In it, the pandemic leaves all countries burned by the failure of collective action and reveals that, in the end, even the most high-minded put their own needs first. For the leaders of all but the smallest nations it becomes politically necessary to adopt a strategy of self-reliance, in order to maintain a narrative of control over events.
This accelerated decline of our 20th century institutions shatters the world into myriad domains where leaders compete to flex their autonomy — not just on health, but across everything from security and the environment to trade and tech.
Hyperscale
This scenario is defined by entirely new types of institutions — ones that are truly of the internet, not just on the internet.
In it, the pandemic turns out to be the tipping point for a wholesale merge between the offline and online worlds. As the distinction between the two becomes increasingly meaningless, we figure out new structures for cooperation and participation at massive scale, and build new platforms for governing the first truly hyperscale society.

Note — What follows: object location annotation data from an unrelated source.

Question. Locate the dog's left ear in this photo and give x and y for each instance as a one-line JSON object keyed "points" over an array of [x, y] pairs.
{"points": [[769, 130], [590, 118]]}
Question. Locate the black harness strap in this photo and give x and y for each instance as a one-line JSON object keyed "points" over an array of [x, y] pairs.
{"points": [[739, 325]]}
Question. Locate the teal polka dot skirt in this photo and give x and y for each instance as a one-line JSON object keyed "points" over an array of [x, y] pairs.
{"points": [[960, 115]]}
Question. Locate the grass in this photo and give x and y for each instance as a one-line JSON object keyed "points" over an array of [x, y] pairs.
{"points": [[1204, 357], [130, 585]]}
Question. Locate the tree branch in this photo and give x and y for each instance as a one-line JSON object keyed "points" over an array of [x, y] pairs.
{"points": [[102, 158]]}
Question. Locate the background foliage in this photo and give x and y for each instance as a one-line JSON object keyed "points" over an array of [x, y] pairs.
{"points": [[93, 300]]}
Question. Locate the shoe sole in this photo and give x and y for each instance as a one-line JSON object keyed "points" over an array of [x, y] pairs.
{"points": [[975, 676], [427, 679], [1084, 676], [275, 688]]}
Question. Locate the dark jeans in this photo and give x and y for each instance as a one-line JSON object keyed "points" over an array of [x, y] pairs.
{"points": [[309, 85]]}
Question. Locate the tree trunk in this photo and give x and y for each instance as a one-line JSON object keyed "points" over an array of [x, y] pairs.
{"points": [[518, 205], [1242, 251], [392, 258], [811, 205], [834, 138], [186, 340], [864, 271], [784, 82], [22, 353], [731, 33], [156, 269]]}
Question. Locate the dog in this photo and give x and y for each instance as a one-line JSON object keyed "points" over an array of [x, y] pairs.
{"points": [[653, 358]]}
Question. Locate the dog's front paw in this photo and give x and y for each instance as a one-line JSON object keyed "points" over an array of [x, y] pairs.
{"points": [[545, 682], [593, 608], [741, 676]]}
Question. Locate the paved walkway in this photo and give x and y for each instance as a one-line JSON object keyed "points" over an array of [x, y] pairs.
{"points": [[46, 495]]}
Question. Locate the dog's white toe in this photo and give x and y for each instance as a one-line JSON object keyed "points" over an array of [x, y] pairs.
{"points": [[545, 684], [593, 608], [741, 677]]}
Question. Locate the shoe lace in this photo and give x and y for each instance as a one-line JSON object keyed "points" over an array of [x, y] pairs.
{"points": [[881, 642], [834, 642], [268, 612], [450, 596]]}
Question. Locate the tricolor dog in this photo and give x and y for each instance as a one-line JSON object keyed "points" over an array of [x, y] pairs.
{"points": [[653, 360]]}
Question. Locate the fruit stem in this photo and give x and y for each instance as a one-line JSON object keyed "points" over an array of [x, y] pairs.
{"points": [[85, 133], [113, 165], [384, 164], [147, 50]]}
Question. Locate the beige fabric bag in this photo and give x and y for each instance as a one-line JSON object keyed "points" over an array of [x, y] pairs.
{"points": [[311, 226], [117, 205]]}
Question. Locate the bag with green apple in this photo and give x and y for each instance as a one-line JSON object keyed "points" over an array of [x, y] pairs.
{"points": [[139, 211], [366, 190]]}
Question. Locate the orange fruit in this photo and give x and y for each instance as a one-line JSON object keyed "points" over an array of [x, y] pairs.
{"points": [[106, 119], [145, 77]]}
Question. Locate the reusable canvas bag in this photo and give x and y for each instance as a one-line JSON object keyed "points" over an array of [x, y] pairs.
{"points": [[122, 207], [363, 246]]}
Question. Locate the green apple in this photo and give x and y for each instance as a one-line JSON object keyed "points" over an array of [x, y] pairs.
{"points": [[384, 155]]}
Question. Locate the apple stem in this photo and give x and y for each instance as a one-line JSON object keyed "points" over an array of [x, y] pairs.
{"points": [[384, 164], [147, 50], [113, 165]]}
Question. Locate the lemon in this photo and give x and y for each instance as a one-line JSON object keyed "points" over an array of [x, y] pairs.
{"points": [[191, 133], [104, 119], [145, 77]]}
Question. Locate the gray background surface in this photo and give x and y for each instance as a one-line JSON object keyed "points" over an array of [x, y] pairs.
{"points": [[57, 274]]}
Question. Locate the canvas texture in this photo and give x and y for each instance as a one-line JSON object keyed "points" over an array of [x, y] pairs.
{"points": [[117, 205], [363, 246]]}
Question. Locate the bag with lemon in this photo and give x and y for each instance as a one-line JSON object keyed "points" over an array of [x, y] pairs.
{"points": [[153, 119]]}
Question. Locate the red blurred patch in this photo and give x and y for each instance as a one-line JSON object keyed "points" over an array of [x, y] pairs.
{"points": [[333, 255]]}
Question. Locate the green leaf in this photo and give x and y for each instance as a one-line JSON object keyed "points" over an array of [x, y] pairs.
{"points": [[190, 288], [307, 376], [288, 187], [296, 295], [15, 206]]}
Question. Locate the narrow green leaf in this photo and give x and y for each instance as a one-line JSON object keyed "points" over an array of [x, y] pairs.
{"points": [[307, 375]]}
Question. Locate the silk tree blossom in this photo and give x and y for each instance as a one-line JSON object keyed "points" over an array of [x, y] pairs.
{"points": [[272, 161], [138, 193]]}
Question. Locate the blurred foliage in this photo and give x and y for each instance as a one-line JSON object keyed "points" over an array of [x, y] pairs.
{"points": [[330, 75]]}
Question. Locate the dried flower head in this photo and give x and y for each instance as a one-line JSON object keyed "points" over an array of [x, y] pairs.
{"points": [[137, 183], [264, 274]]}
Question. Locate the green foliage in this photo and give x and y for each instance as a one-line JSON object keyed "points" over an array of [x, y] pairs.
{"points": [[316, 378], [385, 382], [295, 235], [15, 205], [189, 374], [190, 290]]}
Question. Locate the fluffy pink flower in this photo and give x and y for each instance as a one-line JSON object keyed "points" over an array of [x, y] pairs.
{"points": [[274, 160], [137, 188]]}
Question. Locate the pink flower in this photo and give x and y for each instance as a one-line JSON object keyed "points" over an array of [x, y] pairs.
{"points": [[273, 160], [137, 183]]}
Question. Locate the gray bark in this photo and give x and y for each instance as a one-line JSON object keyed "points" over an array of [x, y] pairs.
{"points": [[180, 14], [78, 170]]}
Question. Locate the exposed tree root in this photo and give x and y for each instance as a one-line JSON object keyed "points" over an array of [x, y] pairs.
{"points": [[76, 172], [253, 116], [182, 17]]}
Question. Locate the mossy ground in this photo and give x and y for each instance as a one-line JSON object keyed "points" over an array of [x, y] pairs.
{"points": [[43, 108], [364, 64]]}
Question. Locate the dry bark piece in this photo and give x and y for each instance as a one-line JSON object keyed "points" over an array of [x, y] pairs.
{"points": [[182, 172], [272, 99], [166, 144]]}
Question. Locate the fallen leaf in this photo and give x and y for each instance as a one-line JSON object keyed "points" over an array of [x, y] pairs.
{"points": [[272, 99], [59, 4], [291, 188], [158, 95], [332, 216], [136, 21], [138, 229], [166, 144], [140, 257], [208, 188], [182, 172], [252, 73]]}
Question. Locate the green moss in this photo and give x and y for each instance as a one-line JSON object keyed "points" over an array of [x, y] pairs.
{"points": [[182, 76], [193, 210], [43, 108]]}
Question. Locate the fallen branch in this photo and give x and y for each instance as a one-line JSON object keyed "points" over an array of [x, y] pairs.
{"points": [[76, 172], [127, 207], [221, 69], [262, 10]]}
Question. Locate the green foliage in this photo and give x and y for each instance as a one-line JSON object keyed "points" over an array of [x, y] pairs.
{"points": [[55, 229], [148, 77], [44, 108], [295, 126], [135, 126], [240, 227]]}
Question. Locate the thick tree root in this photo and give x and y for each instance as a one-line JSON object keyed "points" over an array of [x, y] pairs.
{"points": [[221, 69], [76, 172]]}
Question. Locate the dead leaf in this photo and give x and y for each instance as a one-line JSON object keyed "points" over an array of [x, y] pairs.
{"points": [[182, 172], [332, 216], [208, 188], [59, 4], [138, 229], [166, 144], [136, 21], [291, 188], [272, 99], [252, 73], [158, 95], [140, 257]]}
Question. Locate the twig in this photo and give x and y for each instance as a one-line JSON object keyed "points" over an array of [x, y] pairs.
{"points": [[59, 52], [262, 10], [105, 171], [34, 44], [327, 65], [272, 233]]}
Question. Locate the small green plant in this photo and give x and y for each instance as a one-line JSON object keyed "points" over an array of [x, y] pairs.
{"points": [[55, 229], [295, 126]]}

Building these leaner, faster and tech-literate institutions may take more imagination than today’s leaders are capable of. But when they do get built, democratising access to the digital commons does more for development than anything else in history.
Decentralised
This scenario is defined not by new institutions, but rather by their absence — in the traditional sense at least.
In it, the pandemic not only destroys the public’s trust in centralised power, but also catalyses the widespread adoption of new, decentralised modes of organisation in its place. Consensus between independent actors is held together by software protocols, incentives and mathematics, with no one in overall control.
Years of eroded legitimacy for traditional institutions makes them easy targets. It starts with the financial markets, but in time we see nation states themselves fade into the background, rendered obsolete as code achieves supremacy over the law.
Into the unknown
The point of this exercise is not to claim predictive power: clearly the pen-picture scenarios presented here are not mutually exclusive, and the path ahead is fraught with uncertainty. Nor is it to claim that any one scenario is obviously superior to the others, for each has merits as well as drawbacks.
What it does do is help illuminate just how wide the range of post-pandemic paths could be, and how what started as a global health emergency could plausibly catch a lot more than health in its wake. The decisions the world makes now to respond to the pandemic will cast a long shadow, determining not just how we fare against Covid-19 but potentially shaping our lives for many decades to come.
Of course, for all this talk of radical futures it might yet be reasonable to look around and conclude that the world is just as likely to simply muddle through. Perhaps that’s right, and the changes flowing from the pandemic will turn out to be far more modest than many of us expect. But then again, exponential change has a way of feeling gradual until it suddenly feels sudden.